Ao lado de Matuella, Ademir de Paoli, 80 anos, diz que o filho chegou a ganhar 11 salários-mínimos trabalhando em uma churrascaria em Canoas.
— É um meio de vida. Na época, eles ganhavam bem. Hoje caiu tudo, né? — lamenta o idoso, que, após um período no quartel, voltou para Coqueiro Baixo para trabalhar como produtor rural.

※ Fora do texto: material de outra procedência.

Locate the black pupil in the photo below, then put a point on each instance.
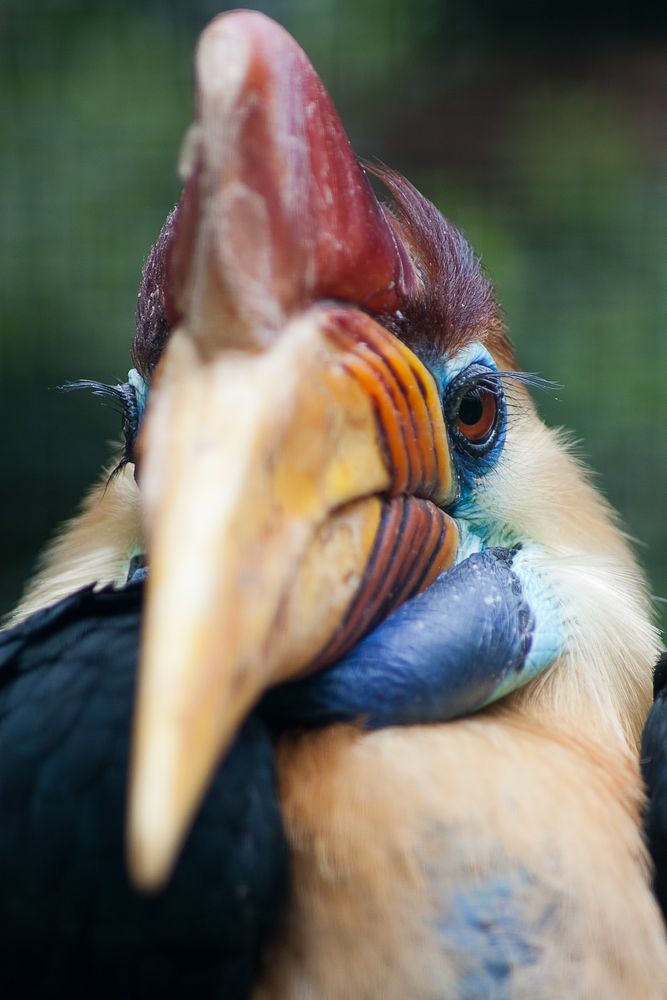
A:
(471, 408)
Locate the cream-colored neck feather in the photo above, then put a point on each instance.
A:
(94, 547)
(542, 492)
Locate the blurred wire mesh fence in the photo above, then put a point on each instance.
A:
(540, 130)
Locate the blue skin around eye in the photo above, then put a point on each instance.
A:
(469, 469)
(469, 639)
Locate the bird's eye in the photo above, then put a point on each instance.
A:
(474, 407)
(477, 413)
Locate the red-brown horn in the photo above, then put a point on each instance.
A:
(277, 212)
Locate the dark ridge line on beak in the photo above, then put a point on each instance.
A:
(413, 474)
(442, 529)
(335, 647)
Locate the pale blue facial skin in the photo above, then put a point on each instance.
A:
(477, 534)
(483, 629)
(437, 657)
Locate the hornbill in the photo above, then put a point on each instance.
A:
(357, 528)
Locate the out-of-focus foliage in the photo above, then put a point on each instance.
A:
(541, 130)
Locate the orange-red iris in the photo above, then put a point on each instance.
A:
(477, 414)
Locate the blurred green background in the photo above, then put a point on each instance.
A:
(540, 129)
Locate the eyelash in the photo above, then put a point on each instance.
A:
(122, 398)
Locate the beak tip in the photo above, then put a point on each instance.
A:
(151, 852)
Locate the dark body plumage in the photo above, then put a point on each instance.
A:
(70, 924)
(654, 770)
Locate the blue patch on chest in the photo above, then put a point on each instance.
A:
(497, 928)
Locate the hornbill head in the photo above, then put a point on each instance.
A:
(334, 418)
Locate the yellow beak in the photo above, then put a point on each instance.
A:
(273, 539)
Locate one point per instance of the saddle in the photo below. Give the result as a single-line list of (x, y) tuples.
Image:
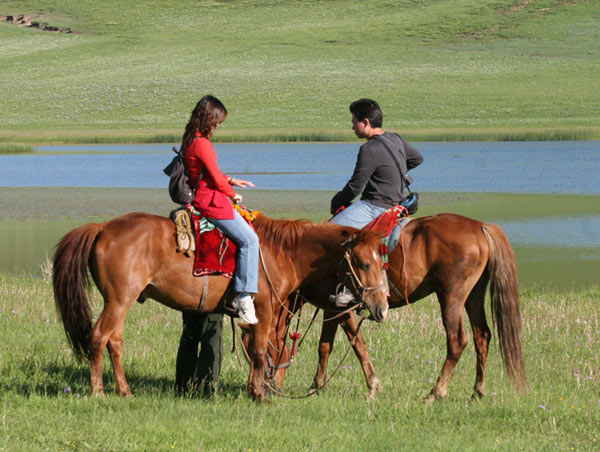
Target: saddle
[(389, 224), (214, 253)]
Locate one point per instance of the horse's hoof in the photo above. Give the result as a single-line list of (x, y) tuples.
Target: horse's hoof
[(375, 384), (371, 395), (429, 399), (478, 395)]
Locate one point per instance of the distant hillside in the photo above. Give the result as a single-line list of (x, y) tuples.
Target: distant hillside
[(439, 68)]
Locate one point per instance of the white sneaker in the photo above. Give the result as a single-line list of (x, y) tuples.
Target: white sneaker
[(244, 304), (342, 299)]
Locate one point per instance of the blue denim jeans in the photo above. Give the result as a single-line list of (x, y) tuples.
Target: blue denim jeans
[(358, 214), (246, 269)]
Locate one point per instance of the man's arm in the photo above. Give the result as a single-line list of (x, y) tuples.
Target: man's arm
[(362, 171)]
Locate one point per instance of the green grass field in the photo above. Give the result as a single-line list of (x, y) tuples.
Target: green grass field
[(45, 402), (453, 69)]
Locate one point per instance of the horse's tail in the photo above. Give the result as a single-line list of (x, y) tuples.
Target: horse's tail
[(504, 292), (71, 283)]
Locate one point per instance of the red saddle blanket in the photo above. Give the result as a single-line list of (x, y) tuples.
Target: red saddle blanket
[(385, 222), (215, 253)]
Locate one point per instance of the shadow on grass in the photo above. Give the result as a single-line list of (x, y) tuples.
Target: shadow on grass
[(54, 379)]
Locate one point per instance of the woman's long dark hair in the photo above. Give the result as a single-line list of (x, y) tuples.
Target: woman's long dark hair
[(208, 114)]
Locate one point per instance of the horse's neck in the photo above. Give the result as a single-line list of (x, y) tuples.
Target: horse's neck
[(320, 255)]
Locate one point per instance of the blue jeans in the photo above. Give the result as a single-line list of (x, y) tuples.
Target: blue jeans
[(358, 214), (246, 269)]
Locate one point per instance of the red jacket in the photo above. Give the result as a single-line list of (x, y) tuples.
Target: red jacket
[(213, 191)]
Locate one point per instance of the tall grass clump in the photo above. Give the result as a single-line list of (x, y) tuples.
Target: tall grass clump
[(139, 68), (46, 402), (8, 148)]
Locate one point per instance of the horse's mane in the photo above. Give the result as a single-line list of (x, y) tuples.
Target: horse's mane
[(285, 236)]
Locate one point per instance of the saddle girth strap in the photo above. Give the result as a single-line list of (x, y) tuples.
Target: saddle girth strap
[(204, 293)]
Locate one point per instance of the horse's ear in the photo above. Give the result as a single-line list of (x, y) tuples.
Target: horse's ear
[(350, 238), (244, 327)]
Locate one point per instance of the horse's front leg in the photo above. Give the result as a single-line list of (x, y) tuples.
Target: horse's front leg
[(357, 341), (328, 331), (258, 358)]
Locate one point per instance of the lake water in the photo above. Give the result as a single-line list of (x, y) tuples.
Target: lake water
[(505, 167)]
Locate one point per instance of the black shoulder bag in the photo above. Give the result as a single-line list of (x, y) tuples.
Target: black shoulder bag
[(411, 202), (179, 188)]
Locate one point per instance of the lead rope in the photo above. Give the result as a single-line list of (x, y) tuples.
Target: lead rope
[(293, 314), (404, 274), (313, 391)]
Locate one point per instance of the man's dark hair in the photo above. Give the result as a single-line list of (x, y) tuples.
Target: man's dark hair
[(367, 109)]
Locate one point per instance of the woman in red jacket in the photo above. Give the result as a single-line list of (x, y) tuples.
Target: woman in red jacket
[(213, 195)]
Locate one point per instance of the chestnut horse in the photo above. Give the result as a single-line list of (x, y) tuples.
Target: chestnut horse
[(454, 257), (133, 257)]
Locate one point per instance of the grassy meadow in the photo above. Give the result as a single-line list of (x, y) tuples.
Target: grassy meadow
[(451, 69)]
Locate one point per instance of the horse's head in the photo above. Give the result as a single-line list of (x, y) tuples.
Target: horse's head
[(362, 272)]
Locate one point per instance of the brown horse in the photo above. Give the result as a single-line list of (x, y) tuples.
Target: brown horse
[(133, 257), (455, 258)]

Uma das exceções de jovem que resolveu seguir em Coqueiro Baixo é Vanessa Mocellin Rusin, 21 anos – uma das 53 pessoas entre 20 e 24 anos moradoras da cidade. Aos 17 anos, na hora de decidir entre se mudar para estudar ou encontrar uma função ali mesmo, decidiu abrir uma barbearia dentro do mercado da mãe.
— Eu gosto bastante de morar aqui. Tipo assim, eu gosto de ir para a cidade e tal, onde tem bastante coisa pra fazer, mas, pra morar, eu prefiro aqui. Eu não sei se eu sairia daqui pra morar numa cidade grande — conta Vanessa, que diz que o asfaltamento do acesso a Nova Bréscia, feito recentemente, facilitou as idas e vindas.
Receita oriunda da agricultura
Vice-prefeito de Coqueiro Baixo, Valmor Salvi afirma que, apesar de haver muitas pessoas aposentadas e que, portanto, não contribuem com a geração de renda para o município, a cidade consegue ter uma boa receita, já que a agricultura, lá, é forte. O setor tem grande participação na riqueza local, especialmente na produção de suíno, de frango e de leite. Por isso, é possível viabilizar bons serviços para a população.
— Não é porque eu sou vice-prefeito, mas o posto de saúde, aqui, é muito bom. Por isso, os idosos vivem bem, tranquilos, e não saem daqui — explica o vice-prefeito.
Perguntado sobre o motivo de a cidade se chamar Coqueiro Baixo, Salvi diz que não sabe muito bem, mas que há lendas sobre isso. Somada ao relato de Jorge Salami, a história fica mais ou menos assim: antigamente, passavam pela região comerciantes, transportados por mulas. Para saberem onde estavam, usavam como referência dois coqueiros – um alto e um baixo. Ambas as árvores batizaram duas linhas na região, Coqueiro Alto, que segue como linha, e Coqueiro Baixo, que foi emancipada.